08 de julho de 2026
Bairros

Produto químico afeta moradores

Marcele Tonelli
| Tempo de leitura: 3 min

“O mau cheiro começou na manhã do sábado e várias pessoas da vizinhança já passaram mal, inclusive eu e minha filha de 3 anos”, reclama Fabiana Macedo, 28 anos, sobre o incômodo causado pelo despejo anônimo e irregular de um produto químico no Parque Paulista, zona sudeste de Bauru, no último final de semana.

O ponto denunciado pelos moradores e empresas da localidade como área de desova do produto, que é parecido com óleo, é localizado nas imediações de uma pequena chácara no bairro, próximo ao final da avenida Rodrigues Alves.

Segundo informou o proprietário da área particular, C.S.C., 56 anos, que preferiu não se identificar, a porteira da chácara ficaria aberta o dia todo e no sábado, suposto dia do despejo, ele não estaria no local.

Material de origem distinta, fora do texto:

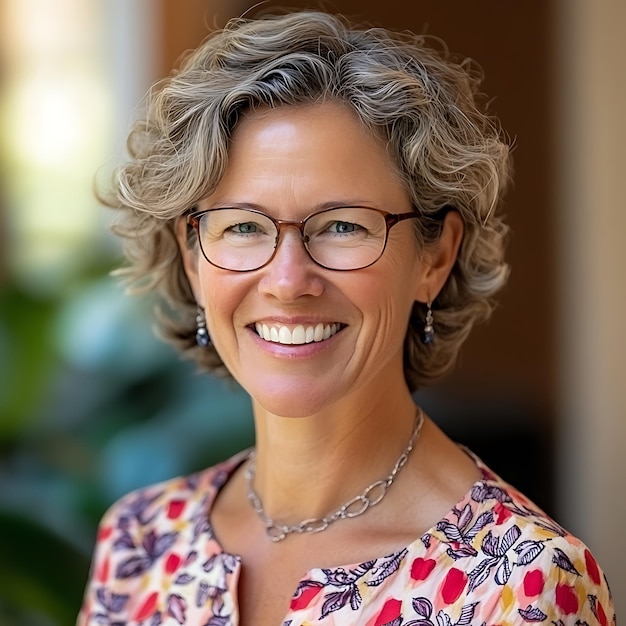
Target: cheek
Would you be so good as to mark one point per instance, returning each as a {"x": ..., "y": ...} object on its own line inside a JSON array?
[{"x": 220, "y": 294}]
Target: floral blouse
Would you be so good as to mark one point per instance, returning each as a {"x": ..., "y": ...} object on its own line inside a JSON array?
[{"x": 493, "y": 559}]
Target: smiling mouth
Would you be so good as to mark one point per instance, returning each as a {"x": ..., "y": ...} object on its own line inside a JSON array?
[{"x": 298, "y": 335}]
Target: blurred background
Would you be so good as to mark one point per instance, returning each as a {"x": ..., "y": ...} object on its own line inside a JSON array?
[{"x": 91, "y": 405}]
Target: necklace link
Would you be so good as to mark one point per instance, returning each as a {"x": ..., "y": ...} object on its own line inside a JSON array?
[{"x": 371, "y": 496}]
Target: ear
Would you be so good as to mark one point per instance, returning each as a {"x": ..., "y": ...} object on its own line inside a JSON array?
[
  {"x": 189, "y": 253},
  {"x": 439, "y": 257}
]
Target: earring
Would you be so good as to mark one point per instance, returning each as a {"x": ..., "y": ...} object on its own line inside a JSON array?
[
  {"x": 202, "y": 334},
  {"x": 428, "y": 334}
]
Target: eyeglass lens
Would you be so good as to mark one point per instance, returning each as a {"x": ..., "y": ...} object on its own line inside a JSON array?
[{"x": 341, "y": 238}]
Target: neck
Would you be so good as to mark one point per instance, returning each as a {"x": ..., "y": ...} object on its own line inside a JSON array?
[{"x": 307, "y": 467}]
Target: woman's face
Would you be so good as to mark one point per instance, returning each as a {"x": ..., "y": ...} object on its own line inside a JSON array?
[{"x": 289, "y": 162}]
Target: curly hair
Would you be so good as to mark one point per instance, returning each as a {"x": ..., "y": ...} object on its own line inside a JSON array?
[{"x": 423, "y": 103}]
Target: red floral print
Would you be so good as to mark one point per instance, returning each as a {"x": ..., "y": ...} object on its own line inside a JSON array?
[{"x": 492, "y": 558}]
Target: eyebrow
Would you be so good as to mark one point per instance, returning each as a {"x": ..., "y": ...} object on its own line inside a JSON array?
[{"x": 322, "y": 206}]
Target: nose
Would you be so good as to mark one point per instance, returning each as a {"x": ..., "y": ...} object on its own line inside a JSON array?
[{"x": 291, "y": 274}]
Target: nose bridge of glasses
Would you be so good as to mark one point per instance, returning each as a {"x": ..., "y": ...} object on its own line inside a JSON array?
[{"x": 298, "y": 224}]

“Eu estava na casa do meu filho e quando voltei encontrei a chácara assim. Estou preocupado com os animais que criamos por aqui. Eu mesmo já passei mal. Fizemos até uma queimada para ver se o cheiro diminui, mas está complicado”, enfatiza C., pontuando que não teria permitido a descarga de nenhum produto químico no local.

Na manhã de ontem, a reportagem esteve na área do despejo do produto. O local fica abaixo de uma pequena ribanceira na lateral esquerda da chácara. A cor clara da grama em uma extensão de mais de 20 metros e o cheiro a cada passo mais forte evidenciava a irregularidade ambiental na área particular.

Para piorar a situação, o local afetado abriga a alguns metros o córrego Vargem Limpa. Apesar do cheiro intenso de óleo, alguns cavalos e bois pareciam não se incomodar com a situação.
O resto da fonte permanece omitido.